La designer jamaïcaine de 40 ans cherche encore l’équilibre financier de Diotima, qu’elle a lancée après avoir passé plus de seize ans à travailler pour d’autres (les designers américains J. Mendel, Elizabeth and James et Rachel Comey). « Les collections s’enchaînaient sans répit, je n’avais jamais le temps de réfléchir.

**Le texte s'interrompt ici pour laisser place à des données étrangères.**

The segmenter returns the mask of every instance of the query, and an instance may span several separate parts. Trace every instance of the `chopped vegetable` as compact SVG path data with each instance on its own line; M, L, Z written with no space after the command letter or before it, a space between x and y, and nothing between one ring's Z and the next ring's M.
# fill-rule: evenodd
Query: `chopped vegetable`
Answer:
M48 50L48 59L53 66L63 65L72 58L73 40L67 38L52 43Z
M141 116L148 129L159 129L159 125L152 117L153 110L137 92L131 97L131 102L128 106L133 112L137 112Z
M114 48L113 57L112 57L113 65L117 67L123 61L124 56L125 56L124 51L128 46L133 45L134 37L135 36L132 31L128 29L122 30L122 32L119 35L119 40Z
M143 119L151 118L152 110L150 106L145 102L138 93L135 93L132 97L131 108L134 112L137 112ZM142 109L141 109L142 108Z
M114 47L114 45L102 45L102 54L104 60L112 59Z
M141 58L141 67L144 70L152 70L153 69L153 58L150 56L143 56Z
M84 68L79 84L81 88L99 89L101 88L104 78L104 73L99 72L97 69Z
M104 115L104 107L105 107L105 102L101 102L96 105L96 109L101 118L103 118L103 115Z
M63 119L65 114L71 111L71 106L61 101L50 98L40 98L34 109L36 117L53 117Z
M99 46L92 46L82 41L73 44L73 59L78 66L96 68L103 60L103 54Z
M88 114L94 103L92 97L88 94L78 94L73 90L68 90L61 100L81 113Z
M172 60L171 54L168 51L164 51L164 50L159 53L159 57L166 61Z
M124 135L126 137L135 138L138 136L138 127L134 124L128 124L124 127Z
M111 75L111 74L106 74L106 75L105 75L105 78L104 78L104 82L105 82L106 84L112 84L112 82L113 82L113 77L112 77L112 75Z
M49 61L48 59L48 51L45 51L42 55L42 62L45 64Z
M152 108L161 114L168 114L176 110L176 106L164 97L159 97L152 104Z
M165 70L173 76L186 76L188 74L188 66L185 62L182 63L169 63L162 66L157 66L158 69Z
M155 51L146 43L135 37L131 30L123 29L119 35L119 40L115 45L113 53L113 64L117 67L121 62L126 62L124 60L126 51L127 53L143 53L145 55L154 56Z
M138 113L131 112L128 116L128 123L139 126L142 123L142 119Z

Pendant le confinement [lié au Covid-19], je me suis soudain retrouvée seule chez moi et je me suis demandé : pourquoi je travaille ? Dans quel but ? M’établir à mon compte est devenu une urgence, une question de vie ou de mort », se souvient Rachel Scott.
A l’été 2020, en plus de la pandémie, les Etats-Unis sont secoués par le mouvement Black Lives Matter, dénonçant la brutalité policière et le racisme envers les Afro-Américains. « Jusque-là, j’avais toujours eu l’impression qu’il n’y avait pas de place pour moi dans la mode. Que d’autres marques s’étaient déjà positionnées sur leur héritage caribéen. Et puis je me suis rendu compte qu’on pouvait être plusieurs sur ce terrain », analyse Rachel Scott.
Des pièces en macramé
La créatrice ressent le besoin de livrer une version « universelle » du style jamaïcain, sans nostalgie, capable de s’adresser au monde entier. Peu à peu, elle élabore un lexique très éloigné du cliché des tenues peu couvrantes aux couleurs vives. Elle mélange les tailleurs tirés du vestiaire masculin à des pièces plus suggestives, comme des tops en résille doublés de soie ou de longues robes moulantes en crochet. Son vestiaire séduit par la tension qu’il entretient entre les contraires : une robe-débardeur en lin, sobre et sportive, est bordée d’un liseré de sequins brillants et largement fendue sur le côté. L’ascétisme d’un long manteau en coton est troublé par l’inclusion de deux panneaux en crochet sur les hanches, qui laissent entrevoir la peau.